For the first time this semester, yesterday, I had time to attend our school's colloquium. Everybody in academia will know that there is always a temptation to skip colloquia as they typically are not in your own area of expertise (and often that means interest) and if the speaker is not too good there is often not much you get out of it than at best some intellectual entertainment.
Still, my general philosophy is that in the long run it pays to invest 1.5 hours per week into broadening one's perspective and to get an idea what's hot in other areas of science. Physicists that refuse to spend time with anything else than their own little area of research are in my eyes just ignorants. Nevertheless, I usually take something to read with me so I have a chance to do something slightly more useful with my time once the speaker loses me. In recent times, I have also taken sudokus to seminars but I should better not admit that.
Yesterday, however, there was no need to bring anything, even though the talk was on microbiology because it was just excellent. The speaker was Reinhard Jahn and he talked about fusing membranes.
I have an interest in those as well, at least if we are talking about D-branes:
There, 'recombination' is an elementary process in which two branes join into a single one. It is still simple enough to be understood in detail but via dualities it is related (or archetypical) to many topological transitions (like small instantons, M5-branes falling into end-of-the-universe branes in heterotic M-Theory/Ekpyrotic scenarios etc) in string theory.
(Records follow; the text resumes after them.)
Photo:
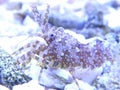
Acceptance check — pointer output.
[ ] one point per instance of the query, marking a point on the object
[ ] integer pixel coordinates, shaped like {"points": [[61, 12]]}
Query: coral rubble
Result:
{"points": [[10, 73]]}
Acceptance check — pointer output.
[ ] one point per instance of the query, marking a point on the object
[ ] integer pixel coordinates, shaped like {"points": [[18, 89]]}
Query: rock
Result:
{"points": [[82, 85], [109, 80], [3, 88], [10, 73], [29, 86], [87, 75], [14, 6]]}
In biology as well, one can worry about the microscopic workings of this resolution of a singularity. Different from string theory, cell biology has a natural discreteness at small scales and at some point it becomes important that biological membranes are double layers of peptides sticking together by hydrophobicity.
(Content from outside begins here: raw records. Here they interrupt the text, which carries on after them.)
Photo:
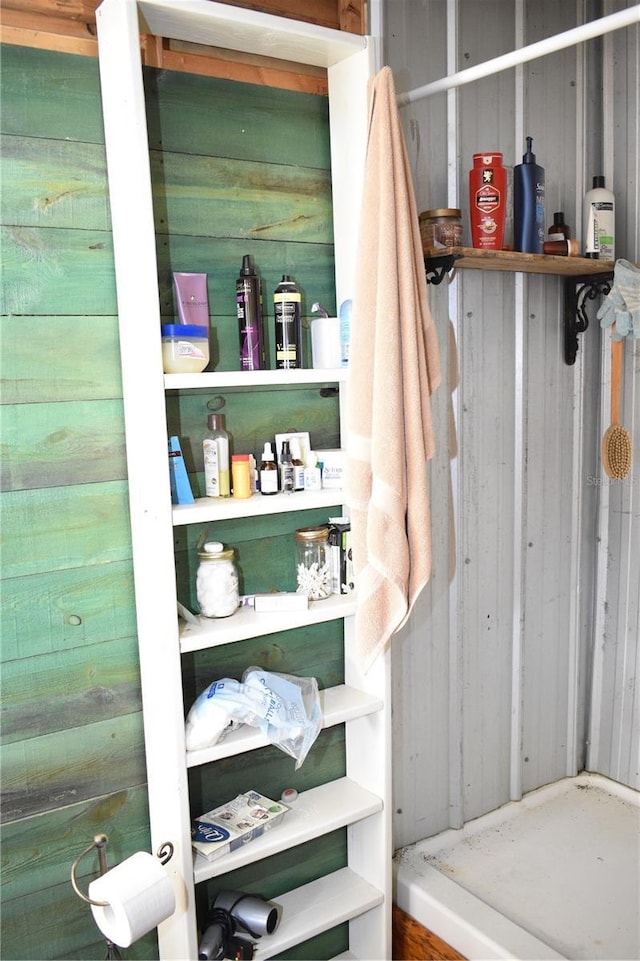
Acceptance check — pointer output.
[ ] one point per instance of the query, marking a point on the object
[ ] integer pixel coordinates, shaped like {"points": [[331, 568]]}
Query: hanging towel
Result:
{"points": [[394, 367]]}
So, I learned that cell membranes are not really elastic and if a cell (or one of its compartments) grows it has to add membrane which comes in small spherical blobs that fuse with the membrane that is about to grow:
Reinhard Jahn explained the inner workings of the process. An important role is played by somewhat longish specific proteins (SNAPs) that have one end sticking into the membrane and an alpha helix sticking out into the surroundings. Now, if two membranes get near each other, the helices of four of these SNAPs can coil up and form a highly stable supercoil. This draws the membranes together so they can fuse as well as releasing binding energy in the coiling up process that is used to overcome an activation energy barrier for the fusing process. Very fascinating and brilliantly presented!